New users can head to acerim/sample/tutorial.py for a step-by-step walkthrough (with sample data) of how to use ACERIM in a research workflow.

Note: This package was written with the Moon in mind, but is applicable to any cratered planetary body. However, ACERIM currently only supports image data in the simple cylindrical projection. For assistance reprojecting images to simple cylindrical format in python, see GDAL.

Dependencies

ACERIM is compatible with python versions 2.7-3.3. Additionally, the following packages are required for ACERIM to run:

- gdal
- numpy
- scipy
- pandas
- matplotlib

Installation

PLEASE NOTE: Acerim depends on the GDAL (Geospatial Data Abstraction Library) python package. Since GDAL in turn depends on C++, it is highly recommended that you follow the installation instructions for gdal on PyPI here. Once GDAL is successfully isntalled, proceed with installing ACERIM.

Quick Installation with Anaconda

The recommended way to install ACERIM is using the anaconda platform which can be downloaded from Continuum Analytics. Anaconda is useful because it:

  1. automatically solves package dependency conflicts, and

  2. conveniently manages your virtual environments, allowing you to separate packages with finicky dependencies from your main python installation.

The following section will describe how to create and activate a conda virtual environment to run ACERIM. For more on Anaconda virtual environments, see Managing Environments.

With anaconda and gdal installed, open a terminal/command line window and create a new conda environment using:

conda create --name env_name python=3.3 anaconda gdal

Replace env_name with your desired environment name. Listing anaconda will install all anaconda packages into the environment (including the required numpy, scipy, pandas, etc). This aooears to be the simplest way to avoid dependency issues in gdal, but does install unnecessary packages into the environment. For a lightweight install, see Manual Installation. Note that the python version in your environment must be between 2.7 to 3.3 for gdal to function.

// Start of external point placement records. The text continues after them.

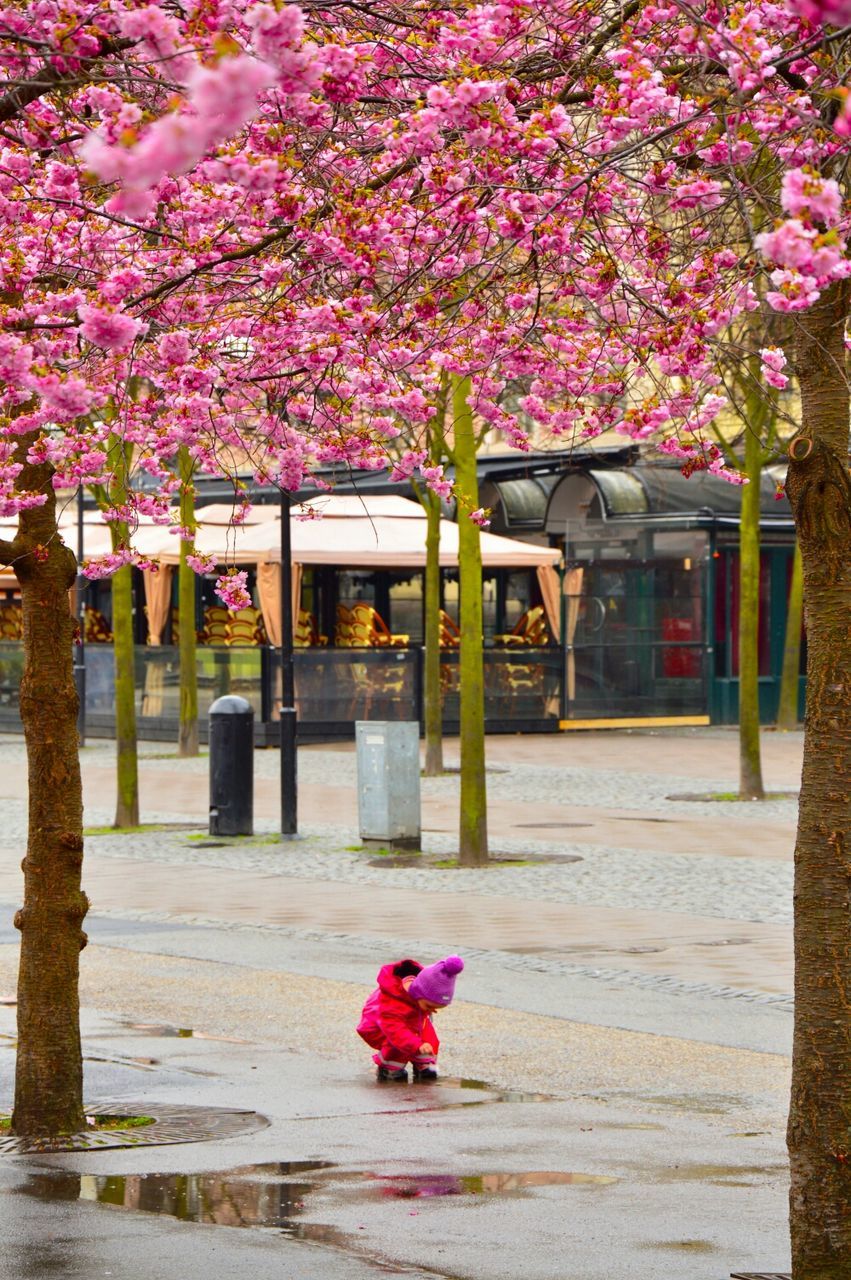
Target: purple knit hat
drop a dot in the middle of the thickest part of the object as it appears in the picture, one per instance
(437, 982)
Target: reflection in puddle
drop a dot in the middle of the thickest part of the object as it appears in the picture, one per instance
(273, 1194)
(165, 1032)
(250, 1196)
(682, 1246)
(416, 1185)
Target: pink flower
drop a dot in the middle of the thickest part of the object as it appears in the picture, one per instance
(835, 13)
(806, 192)
(109, 329)
(173, 348)
(773, 360)
(201, 563)
(232, 589)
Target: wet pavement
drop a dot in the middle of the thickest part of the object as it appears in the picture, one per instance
(616, 1060)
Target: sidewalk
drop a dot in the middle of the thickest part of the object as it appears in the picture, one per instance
(636, 999)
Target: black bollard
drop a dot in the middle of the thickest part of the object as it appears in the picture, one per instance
(232, 767)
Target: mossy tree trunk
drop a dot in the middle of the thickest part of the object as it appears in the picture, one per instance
(431, 700)
(472, 845)
(790, 675)
(819, 490)
(750, 767)
(188, 730)
(49, 1077)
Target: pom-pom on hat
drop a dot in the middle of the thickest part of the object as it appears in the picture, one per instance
(437, 982)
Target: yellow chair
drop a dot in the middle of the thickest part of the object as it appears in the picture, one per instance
(245, 627)
(215, 625)
(370, 630)
(449, 631)
(530, 630)
(307, 632)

Activate your new environment:

activate env_name

OS X, Unix, or powershell users may need to type source:

source activate env_name

With the environment active, install ACERIM from the Python Package Index (PyPI) using pip (python install package):

pip install acerim

If the installer completes without any errors, you can test that ACERIM and its dependencies are successfully install. If the following command runs error-free, then ACERIM was successfully installed!

python -c "import acerim"

Now that you have ACERIM installed, head over to /acerim/sample/tutorial.py to get started with your crater analytics!

Note: Remember to activate your virtual environment before using ACERIM.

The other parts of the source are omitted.